The climatic conditions here are perfectly suited to the production of ripe, rich Pinot Noir and Chardonnay. These Burgundian varieties dominate an overwhelming percentage of plantings, though growers have also found success with Syrah, Riesling and Pinot Gris.
Marked by unmistakable deep purple hue and savory aromatics, Syrah accounts for a good deal of some of the most intense, powerful and age-worthy reds in the world. Native to the Northern Rhône, Syrah still achieves some of its maximum potential here, especially from Hermitage and Côte-Rôtie.
Syrah also plays an important component in the canonical Southern Rhône blends based on Grenache, Syrah and Mourvèdre, adding color, depth, complexity and structure to the mix. Today these blends have become well-appreciated from key appellations of the New World, namely Australia, California and increasingly, with praise, from Washington.
In the Glass
Syrah typically shows aromas and flavors of purple fruits, fragrant violets, baking spice, white pepper and even bacon, smoke or black olive.

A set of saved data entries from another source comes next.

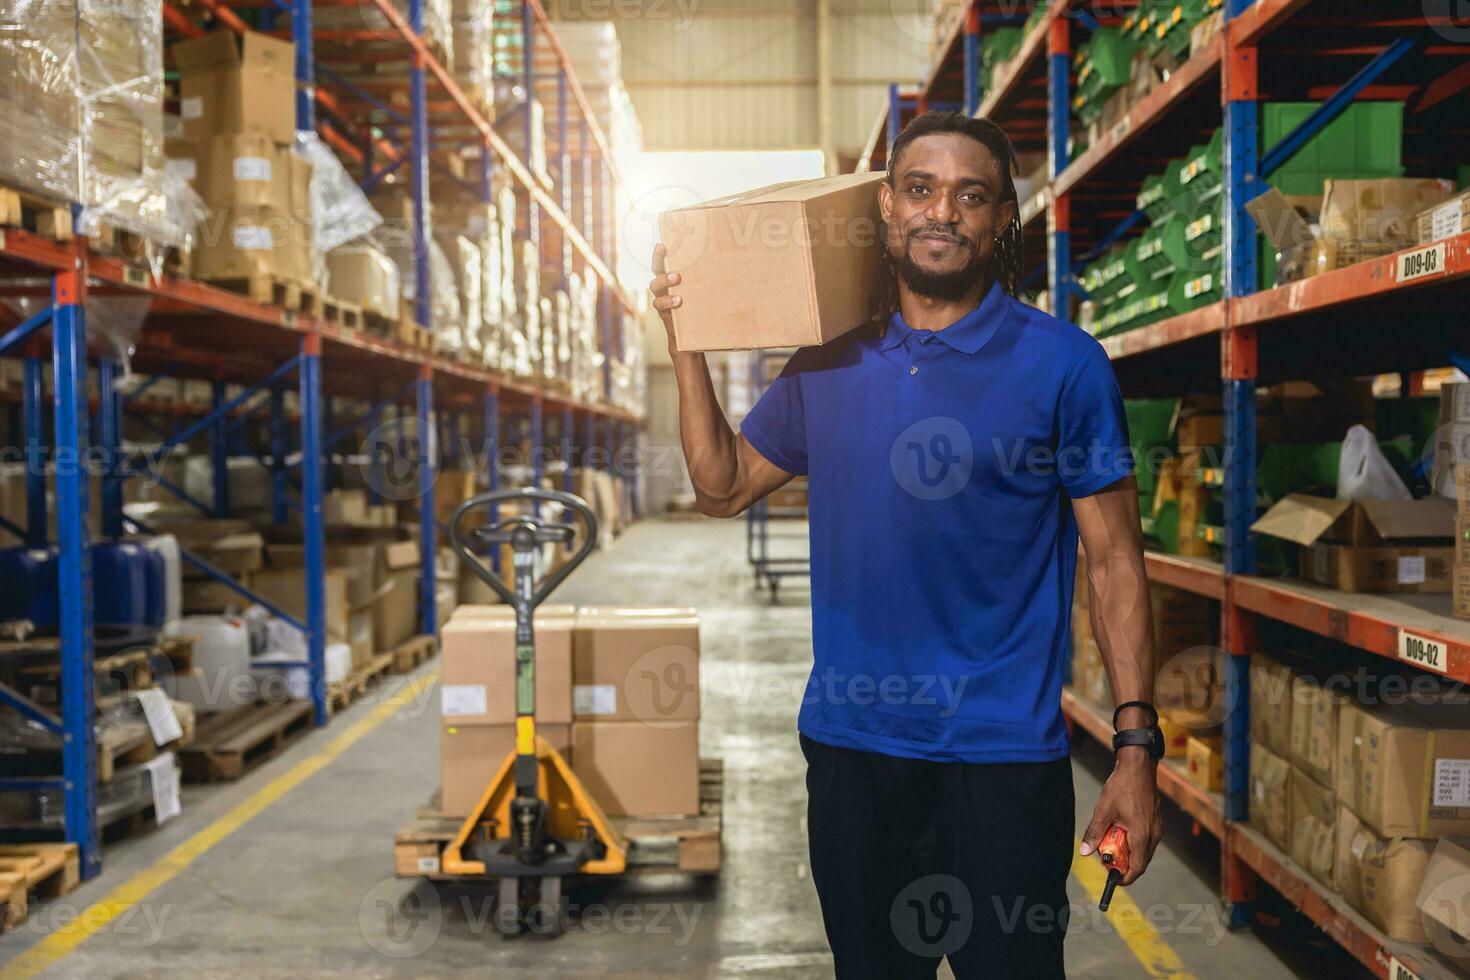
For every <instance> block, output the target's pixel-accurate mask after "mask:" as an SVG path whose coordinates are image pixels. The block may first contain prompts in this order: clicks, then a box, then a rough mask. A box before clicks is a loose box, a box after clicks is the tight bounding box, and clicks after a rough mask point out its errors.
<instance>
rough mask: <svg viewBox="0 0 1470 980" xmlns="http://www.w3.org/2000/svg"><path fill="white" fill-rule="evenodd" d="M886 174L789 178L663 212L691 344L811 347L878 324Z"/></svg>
mask: <svg viewBox="0 0 1470 980" xmlns="http://www.w3.org/2000/svg"><path fill="white" fill-rule="evenodd" d="M883 179H885V175H883V173H848V175H841V176H828V178H819V179H814V181H789V182H785V184H775V185H770V187H763V188H757V190H753V191H745V192H742V194H732V195H729V197H719V198H714V200H710V201H704V203H701V204H692V206H689V207H681V209H678V210H672V212H664V213H663V215H660V216H659V234H660V241H663V245H664V248H667V253H669V254H667V269H669V272H678V273H679V276H681V282H679V285H678V287H675V289H673V292H675V294H678V295H679V297H682V300H684V301H682V304H681V306H679V307H678V309H676V310H675V311H673V332H675V341H676V344H678V347H679V350H682V351H716V350H744V348H757V347H810V345H814V344H826V342H829V341H832V339H835V338H838V336H841V335H844V334H847V332H850V331H853V329H856V328H858V326H863V325H864V323H867V322H869V316H870V313H872V310H870V306H869V304H870V300H872V294H873V287H875V284H876V282H878V273H879V262H878V260H879V254H881V253H879V250H881V247H882V241H881V235H882V231H881V229H882V220H881V215H879V212H878V187H879V184H881V182H882V181H883Z"/></svg>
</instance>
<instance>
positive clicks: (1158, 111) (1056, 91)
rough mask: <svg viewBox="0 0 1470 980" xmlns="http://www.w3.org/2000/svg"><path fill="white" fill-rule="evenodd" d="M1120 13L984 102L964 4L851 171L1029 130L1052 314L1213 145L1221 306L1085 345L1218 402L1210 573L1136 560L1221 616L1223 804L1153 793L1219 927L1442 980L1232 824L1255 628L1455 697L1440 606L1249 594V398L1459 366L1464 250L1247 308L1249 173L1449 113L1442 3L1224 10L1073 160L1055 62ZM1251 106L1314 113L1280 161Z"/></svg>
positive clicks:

In Australia, where it goes under the name Shiraz, it produces deep, dark, intense and often, jammy reds. While Northern Rhône examples are typically less fruity and more earthy, California appears increasingly capable of either style.
Flavorful Moroccan-spiced lamb, grilled meats, spareribs and hard, aged cheeses are perfect with Syrah. Blue cheeses are perfect with a dense and fruit-driven Australian Shiraz.
Due to the success of Australian “Shiraz,” winemakers throughout the world have adopted this synonym for Syrah when they have produced a plush and fruit forward wine made in the Australian style. As an aside, Australians are also fond of tempering their fruit-forward Shiraz by blending with Cabernet Sauvignon, which adds depth and structure.